They aren't that much different than commercial offerings, but we like to build our own. The tops are entirely made of screen, and they have additional ventilation on the sides. We customize them as needed to accommodate temperature probes, feeding, and substrate.


----------



## Synapze (Oct 8, 2018)

.


----------



## Mantis Lady (Oct 8, 2018)

Wow, that are nice homes for mantids.?


----------



## MantisGirl13 (Oct 8, 2018)

They are beautiful! I need to figure out a way for me to make something like that, but maybe a cheaper option using recycled materials?

- MantisGirl13


----------



## ohaple (Oct 9, 2018)

MantisGirl13 said:


> They are beautiful! I need to figure out a way for me to make something like that, but maybe a cheaper option using recycled materials?
> 
> - MantisGirl13


Something like this might be a good option. You can replace a side with mesh for ventilation, and you would have mostly the same thing. Acrylic is strange because it is cheap in bulk, but very expensive in hobbyist quantities. Some local plastics manufacturers will sell scrap acrylic for pretty cheap. Their scrap is often large enough to complete projects like this. You then glue the edges with acrylic weld or superglue and you are in business. Another place to look is thrift stores. I often see small aquariums and display cases that would work as a cool enclosure.

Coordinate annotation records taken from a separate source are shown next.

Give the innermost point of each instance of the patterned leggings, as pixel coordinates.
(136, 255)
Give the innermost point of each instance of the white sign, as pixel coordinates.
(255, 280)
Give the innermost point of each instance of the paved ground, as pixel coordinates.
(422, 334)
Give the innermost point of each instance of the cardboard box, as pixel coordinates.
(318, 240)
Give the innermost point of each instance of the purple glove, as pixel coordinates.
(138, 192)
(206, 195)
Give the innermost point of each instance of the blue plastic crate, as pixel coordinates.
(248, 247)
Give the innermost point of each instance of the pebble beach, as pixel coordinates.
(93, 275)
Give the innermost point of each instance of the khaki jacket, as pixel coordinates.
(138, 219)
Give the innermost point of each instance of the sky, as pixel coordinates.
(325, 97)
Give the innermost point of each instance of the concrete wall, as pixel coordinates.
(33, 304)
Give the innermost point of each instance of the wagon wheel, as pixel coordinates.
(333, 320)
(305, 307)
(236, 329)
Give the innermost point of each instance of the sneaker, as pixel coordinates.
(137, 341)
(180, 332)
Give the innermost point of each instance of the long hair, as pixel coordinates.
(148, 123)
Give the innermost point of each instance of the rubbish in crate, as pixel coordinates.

https://www.ebay.com/itm/US-12-Big-Acrylic-Plastic-Display-Box-Perspex-Showcase-Self-Assembly-Dustproof/172201312980?hash=item2817ff82d4:rk:1f:0


----------



## PowerHobo (Oct 9, 2018)

I don't have any pictures of it, and I haven't actually used them yet, but I've gathered a few of those big containers of bargain cheese balls you can get at the grocery store. They're super cheap, and if you've got kids the container will be empty in no time (whether you like it or not). I poked a bunch of holes in the lid (it's super dry where I live, so small holes is better for me than cutting the entire middle out) and a few in the side, and hot glued some fiberglass window screen into the lid, as well as a strip up the side as a ladder. Then, coconut fiber in the bottom with a fake plant as furniture.


----------



## MantisGirl13 (Oct 9, 2018)

@ohaple Thanks! I don't have a ton of spare time, but maybe I will try something like that someday!

- MantisGirl13


----------



## Nicole (Oct 10, 2018)

Not a great picture, but here is what I use for my female orchids


----------



## MantisGirl13 (Oct 11, 2018)

Beautiful setup!

- MantisGirl13


----------



## Mantis Lady (Oct 11, 2018)

That one looks nice too


----------